Rohrback started prancercising outside, every day, on the “boardwalk” in Hollywood. People asked her about it constantly. “I think I even got it on a news clip,” she said. She quickly realized she shouldn’t keep prancercising to herself.
She made a video, but there was no YouTube to host it. So to be sure no one could ever steal the idea, she created a permanent record of her creation: “Funky Punky’s Prancercise Program.”
She filed it in the Library of Congress.
“Things were different back then,” she told The Daily Beast. “Prancercising was developed before Zumba came out. If I had had the investors and everything back then, prancercising would have been a huge hit.”
Then came “obstacles,” Rohrback said, including a “female condition” that sidelined her. She couldn’t prancercise for nine years. It was horrible.
Doctors said Rohrback needed surgery, but she knew the power to heal herself could only come from within. She cured herself, she said, with a strict regimen of natural herbs and diet.
In the meantime, she held down jobs as a social worker for the state of Florida and as a realtor. She founded the Vegetarian Advocate’s Group. She created a support group for people with food addictions, and another group of “Citizens for Democracy.” And she wrote a book: Prancercise: The Art of Physical and Spiritual Excellence, which was back then an unpublished manuscript.
Last July, for the first time in nearly a decade, Joanna Rohrback discovered that she could prance once more. She knew it was time to share her creation with the world.
“I wake up and here it is, 2012. Oh my god, I had never fulfilled my dream,” she said. “The top of my bucket list.”
With no publisher, no backing, “no family helping me—I don’t have a boyfriend or anything,” Rohrback decided she would publish her book herself. The cover features two different pictures of her floating alongside a fiery white steed.
“This book finally let me experience my inner horse. I was like a child again, prancing through the woods. At one point, I was convinced I had four legs. A smile radiated from my face. I punched the sky, knowing that I was free. Call me Prancer, for I walk my path with joy.”

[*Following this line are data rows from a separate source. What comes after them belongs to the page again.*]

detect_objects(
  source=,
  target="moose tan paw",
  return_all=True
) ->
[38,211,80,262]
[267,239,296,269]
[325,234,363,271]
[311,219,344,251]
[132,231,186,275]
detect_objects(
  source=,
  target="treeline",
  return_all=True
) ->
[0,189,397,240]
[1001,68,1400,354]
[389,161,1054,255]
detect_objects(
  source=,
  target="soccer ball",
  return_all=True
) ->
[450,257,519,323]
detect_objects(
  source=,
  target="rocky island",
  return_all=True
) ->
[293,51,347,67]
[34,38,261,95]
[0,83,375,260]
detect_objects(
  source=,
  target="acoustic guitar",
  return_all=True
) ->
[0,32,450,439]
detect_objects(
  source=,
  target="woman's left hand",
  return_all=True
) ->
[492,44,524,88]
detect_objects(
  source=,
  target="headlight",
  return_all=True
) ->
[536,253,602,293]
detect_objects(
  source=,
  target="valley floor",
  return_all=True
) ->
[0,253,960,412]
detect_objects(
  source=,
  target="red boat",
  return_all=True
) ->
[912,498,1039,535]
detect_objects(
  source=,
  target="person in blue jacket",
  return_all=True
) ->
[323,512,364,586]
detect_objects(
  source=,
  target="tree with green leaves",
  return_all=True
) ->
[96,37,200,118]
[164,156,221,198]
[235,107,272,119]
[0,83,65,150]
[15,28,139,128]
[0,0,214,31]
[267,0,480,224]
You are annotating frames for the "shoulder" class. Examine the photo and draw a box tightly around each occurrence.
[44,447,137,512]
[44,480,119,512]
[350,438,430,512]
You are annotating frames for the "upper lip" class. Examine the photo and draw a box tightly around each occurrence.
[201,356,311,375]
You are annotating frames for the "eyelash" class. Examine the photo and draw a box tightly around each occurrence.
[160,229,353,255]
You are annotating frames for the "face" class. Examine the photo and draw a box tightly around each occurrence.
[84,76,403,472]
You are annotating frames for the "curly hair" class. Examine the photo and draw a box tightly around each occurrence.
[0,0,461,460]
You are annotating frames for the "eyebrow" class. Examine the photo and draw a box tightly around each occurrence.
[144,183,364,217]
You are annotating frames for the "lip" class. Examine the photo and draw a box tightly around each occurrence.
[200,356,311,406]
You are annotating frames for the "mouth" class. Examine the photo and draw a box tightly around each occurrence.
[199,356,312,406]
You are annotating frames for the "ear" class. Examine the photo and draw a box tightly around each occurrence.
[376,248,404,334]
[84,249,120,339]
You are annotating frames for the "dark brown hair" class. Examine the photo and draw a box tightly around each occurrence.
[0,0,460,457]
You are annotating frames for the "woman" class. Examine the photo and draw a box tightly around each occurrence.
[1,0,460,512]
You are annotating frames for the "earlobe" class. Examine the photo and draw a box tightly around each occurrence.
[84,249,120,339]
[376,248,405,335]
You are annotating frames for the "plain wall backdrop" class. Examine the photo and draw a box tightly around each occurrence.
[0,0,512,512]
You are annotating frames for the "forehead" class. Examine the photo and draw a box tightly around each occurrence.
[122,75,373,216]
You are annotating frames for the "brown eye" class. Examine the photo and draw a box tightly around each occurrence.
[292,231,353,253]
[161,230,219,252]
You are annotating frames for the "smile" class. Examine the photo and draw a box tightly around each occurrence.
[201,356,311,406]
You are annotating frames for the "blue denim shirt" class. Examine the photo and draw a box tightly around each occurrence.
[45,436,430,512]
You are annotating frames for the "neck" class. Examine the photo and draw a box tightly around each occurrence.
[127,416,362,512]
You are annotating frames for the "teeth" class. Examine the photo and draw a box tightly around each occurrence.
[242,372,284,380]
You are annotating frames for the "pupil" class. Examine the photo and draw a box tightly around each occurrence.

Sales are a little slow so far, she said, but it’s getting rave reviews on Amazon:
“I'm a man who used to weigh 340lbs. I used to lift weights to stay in shape, until I dropped a bar on my head and was knocked into a coma. While unconscious, an angel visited me in my hospital bed and commanded me to wake up and try Prancercise. I regained consciousness immediately and bought this book, and what a difference it has made in my life! I'm now 148lbs and have never felt better. I have to buy a new set of ankle weights though, since I had to remove my last pair to get away when a dozen teen girls came running after me the last time I was prancing through the park. Get this book! You won't regret it.”
Another:
“I’m a very lonely person with a lot of time of my hands thinking about all the friends I could have if I could just built up the courage to prance up to them and say hello. I was doing my regular 2 am youtube surfing when I stumbled upon this angel from above Joanna. Now, instead of my usual starring [sic] at mirror and shout-crying for 20 minute intervals, I just prance the night away.”
Not all the reviews are positive, though:
“I was prancercing [sic] and accidentally pranced my way onto a rock and sprained my ankle. The doctor tried to shoot me! Stay away, unless you have strong legs.”
Rohrback says prancercising can have astounding results. She still does it every day—in her house. Florida is much too humid to prancercise outside, she said.
“You can go out and do something like this, in your own manner and your own form,” she says. “You don’t have to be like monkeys imitating each other in the gym.”